Help. My application is down. What now?
In short:
- Error identification: Programmers search logs to find and locate the cause of the application failure.
- Updating the application: Regular updates are essential to prevent compatibility issues and keep the application up and running.
- Local debugging: Developers debug the code step by step to identify problematic rules and prevent chain reactions.
Help. My application is down. What now?
Applications: We can't live without them. Many business processes fall or stand in the way these applications work. So when a business-critical application fails, it's crucial to get it up and running again as soon as possible. Although it is a critical issue for the organization, it is a fantastic challenge for Thesio's programmers. Developer Joey is happy to share the five most important steps he's taking to get an application back up and running.
1. Looking for the error
Code, software, syntax; it's all a piece of cake for the employees at Thesio and very familiar to every developer. But even for experienced professionals, it is time-consuming and almost impossible to search for the proverbial needle in a haystack. In order not to spend days doing this, every decent application therefore has a simple log that records errors very minimally. In many cases, it allows you to find out where and in which part the critical error lies. But in some cases, there is only an “error, exception...” message and then you have to continue searching.
2. Update the application
Technology is changing rapidly. In order to keep up, an application must therefore be updated regularly. If you do not do this, there is a risk that the application is no longer compatible (can work together) with other applications, the browser, or the operating system. In that case, malfunctions may occur. Updating an application that is out of the air to the latest version is therefore often one of the first things we do when we see that it is “outdated”.
3. Digging through the haystack
If step 1 and step 2 do not offer the desired solution, we will look for a wider overview and start by splitting all application components (also known as services). This way, you don't have to dig through the whole haystack.

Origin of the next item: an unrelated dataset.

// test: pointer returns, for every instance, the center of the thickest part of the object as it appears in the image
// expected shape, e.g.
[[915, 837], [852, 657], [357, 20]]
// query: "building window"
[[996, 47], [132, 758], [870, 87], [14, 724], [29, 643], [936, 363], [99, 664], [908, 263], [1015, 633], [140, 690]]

If an error occurred in step 1, you should also be able to see which service it was registered with. Is the error in an API connection, the front end, or the backend? And is this problem in the server, database or code? By checking the logs per component, you can exclude a large part of the code and work more specifically during the search.
4. Local debugging
Once you have found a clear location in the components and/or the code, you can continue debugging. With debugging, we can check step-by-step whether the code actually does what it was intended for. With debugging, you can clearly see which rule (s) are not working. This can be a time-consuming task if it turns out that the code is not completely 'broken', but simply gives the wrong response or takes a very long time. This creates a chain reaction that causes other components to stop waiting and the server goes black.
For these types of specialized jobs, it is very important that you have knowledge and experience in developing and debugging many different applications. After all, you must be able to thoroughly understand the code and be able to test it for its operation, and you must also understand why this happens in a certain way.
5. Prevention is better than cure
The moment the application no longer functions, you are actually already too late. In almost all cases, this can be prevented by carrying out proper maintenance and making recurring tests that generate a daily or weekly report with the errors found. Even if you manage to get the application up and running again, you still lost a lot of time and money because employees were unable to use the application and a developer was busy solving the problem. Management and maintenance should be an important part of ICT policy to prevent these types of situations and to minimize the risk of a crash.